According to the legal filings, the National Centers for Disease Control and Prevention recommended that doctors stop using medication vials for multiple doses in 2001 after an infection scare involving Epogen, which is an anemia drug. However, the CDC reversed its recommendation just a year later, allowing re-entry of single-use medication vials if certain guidelines were followed.
Vainer and Barbir originally filed their lawsuit under the False Claims Act in 2007. However, the government declined to join the case after a two-year investigation into their allegations, so the whistleblowers amended their complaint and filed a civil suit.
Whistleblowers enjoy strong government protection when making allegations under the False Claims Act. Defendants face penalties of up to $10,000 for each fraudulent claim, and the whistleblowers receive between 15 and 25 percent of whatever funds the government recovers. In cases where the government chooses not to intervene, whistleblowers are entitled to up to 30 percent of any settlement, meaning Vainer and Barbir could collect as much as $135 million for their part in the lawsuit.
Under the settlement agreement, DaVita will pay the government $450 million. They will also set aside $45 million to cover court fees. If the lawsuit had gone to trial, a jury could have forced the company to pay thousands of dollars for each false claim, or potentially every instance a patient received a dose of the drugs named in the lawsuit.

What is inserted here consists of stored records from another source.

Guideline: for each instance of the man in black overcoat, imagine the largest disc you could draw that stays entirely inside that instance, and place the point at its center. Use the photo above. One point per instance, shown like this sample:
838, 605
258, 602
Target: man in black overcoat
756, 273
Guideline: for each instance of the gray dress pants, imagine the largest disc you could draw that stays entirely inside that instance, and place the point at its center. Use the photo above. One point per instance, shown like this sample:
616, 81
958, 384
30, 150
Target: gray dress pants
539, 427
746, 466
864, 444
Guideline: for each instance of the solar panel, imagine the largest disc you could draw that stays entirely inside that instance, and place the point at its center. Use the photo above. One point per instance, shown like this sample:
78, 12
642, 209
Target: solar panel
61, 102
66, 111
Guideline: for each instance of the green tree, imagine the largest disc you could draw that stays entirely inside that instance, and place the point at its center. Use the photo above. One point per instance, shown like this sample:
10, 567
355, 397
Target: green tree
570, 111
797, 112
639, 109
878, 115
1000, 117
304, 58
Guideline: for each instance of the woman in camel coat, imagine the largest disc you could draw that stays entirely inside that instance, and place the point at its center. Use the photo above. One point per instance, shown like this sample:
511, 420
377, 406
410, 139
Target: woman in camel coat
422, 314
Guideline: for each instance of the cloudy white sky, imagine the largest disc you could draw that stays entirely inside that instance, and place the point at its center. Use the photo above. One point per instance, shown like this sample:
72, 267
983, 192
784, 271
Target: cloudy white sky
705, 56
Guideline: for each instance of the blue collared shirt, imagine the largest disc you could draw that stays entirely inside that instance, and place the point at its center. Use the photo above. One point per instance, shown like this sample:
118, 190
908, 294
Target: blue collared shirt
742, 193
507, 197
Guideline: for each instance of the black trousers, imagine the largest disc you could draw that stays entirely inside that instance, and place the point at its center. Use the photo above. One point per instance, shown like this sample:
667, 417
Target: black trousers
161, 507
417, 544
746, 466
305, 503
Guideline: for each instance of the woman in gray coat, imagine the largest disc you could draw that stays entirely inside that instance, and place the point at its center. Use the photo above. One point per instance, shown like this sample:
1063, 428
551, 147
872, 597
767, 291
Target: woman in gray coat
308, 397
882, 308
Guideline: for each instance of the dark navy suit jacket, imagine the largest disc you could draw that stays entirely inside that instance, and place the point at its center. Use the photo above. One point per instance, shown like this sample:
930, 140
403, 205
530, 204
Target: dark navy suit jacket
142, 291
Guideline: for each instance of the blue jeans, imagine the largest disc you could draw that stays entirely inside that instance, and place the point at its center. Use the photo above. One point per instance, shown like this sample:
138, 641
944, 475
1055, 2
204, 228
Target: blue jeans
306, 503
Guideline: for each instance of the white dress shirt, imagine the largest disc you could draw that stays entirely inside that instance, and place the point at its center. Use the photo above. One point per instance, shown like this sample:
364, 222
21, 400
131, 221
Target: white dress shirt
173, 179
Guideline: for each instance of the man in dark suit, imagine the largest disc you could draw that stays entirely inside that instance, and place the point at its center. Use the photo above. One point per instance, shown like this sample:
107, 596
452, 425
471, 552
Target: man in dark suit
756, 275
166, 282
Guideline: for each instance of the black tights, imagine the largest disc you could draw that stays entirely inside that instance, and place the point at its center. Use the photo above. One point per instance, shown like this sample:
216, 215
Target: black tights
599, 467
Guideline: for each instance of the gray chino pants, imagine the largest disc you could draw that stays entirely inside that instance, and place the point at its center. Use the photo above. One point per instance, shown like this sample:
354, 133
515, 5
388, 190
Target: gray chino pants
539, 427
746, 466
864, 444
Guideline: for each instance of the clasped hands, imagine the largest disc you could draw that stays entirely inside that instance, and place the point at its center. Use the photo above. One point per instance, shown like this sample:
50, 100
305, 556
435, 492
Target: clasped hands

While it admitted to no wrong-doing, DaVita said it believed settling the case was the best way forward.
“Although we believe strongly in the merits of our case, we decided it was in our stakeholders’ best interests to resolve it,” said DaVita’s chief legal officer Kim Rivera in a statement. “The potential mandatory penalties for being found in the wrong in even a small percentage of instances were simply too large.”
In 2012, DaVita paid the federal government $55 million to settle claims it overbilled Medicare for Epogen. In October 2014, the company also paid $389 million to settle claims it paid kickbacks to physicians in exchange for patient referrals.